Schock vor dem wm-duell: lehmann fällt für schweiz aus!

Ein herber Rückschlag für die Schweizer Nationalmannschaft: Nur wenige Tage vor dem wichtigen WM-Qualifikationsspiel gegen die Türkei muss das Team von Trainer Rafel Navarro auf Stürmerin Alisha Lehmann verzichten. Die 27-Jährige verletzte sich an ihrem aktuellen Verein, Leicester City WFC, und fällt somit aus dem Kader.

Verletzungspech beim sfv: fuchs fehlt ebenfalls

Verletzungspech beim sfv: fuchs fehlt ebenfalls

Neben Lehmann muss auch Irina Fuchs, Torhüterin des 1. FC Köln, aufgrund einer Muskelverletzung passen. Als Ersatz werden Leela Egli vom SC Freiburg und Nadine Böhi vom 1. FC Union Berlin für die kommenden Qualifikationsspiele nominiert. Die Absagen kommen zu einem ungünstigen Zeitpunkt, da die Spiele gegen die Türkei entscheidend für die Chancen auf den Gruppensieg sein könnten.

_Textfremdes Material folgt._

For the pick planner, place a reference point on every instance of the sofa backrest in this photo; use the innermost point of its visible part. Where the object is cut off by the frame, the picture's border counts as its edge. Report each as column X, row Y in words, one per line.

Trainer Navarro äußerte sich optimistisch, betonte aber die Wichtigkeit der beiden Partien: „Wir wollen auf den Leistungen vom letzten Camp aufbauen und weiterwachsen. Gleichzeitig können wir uns mit diesen zwei Spielen in eine sehr gute Position für den Gruppensieg bringen. Diese Chance gilt es zu nutzen.“ Die Begegnung in Zürich am 14. April wird sicherlich eine Herausforderung, insbesondere ohne die Leistungsträgerin Lehmann, die beim letzten Qualifikationsspiel gegen Malta mit einem Treffer zum 2:0-Endstand glänzte.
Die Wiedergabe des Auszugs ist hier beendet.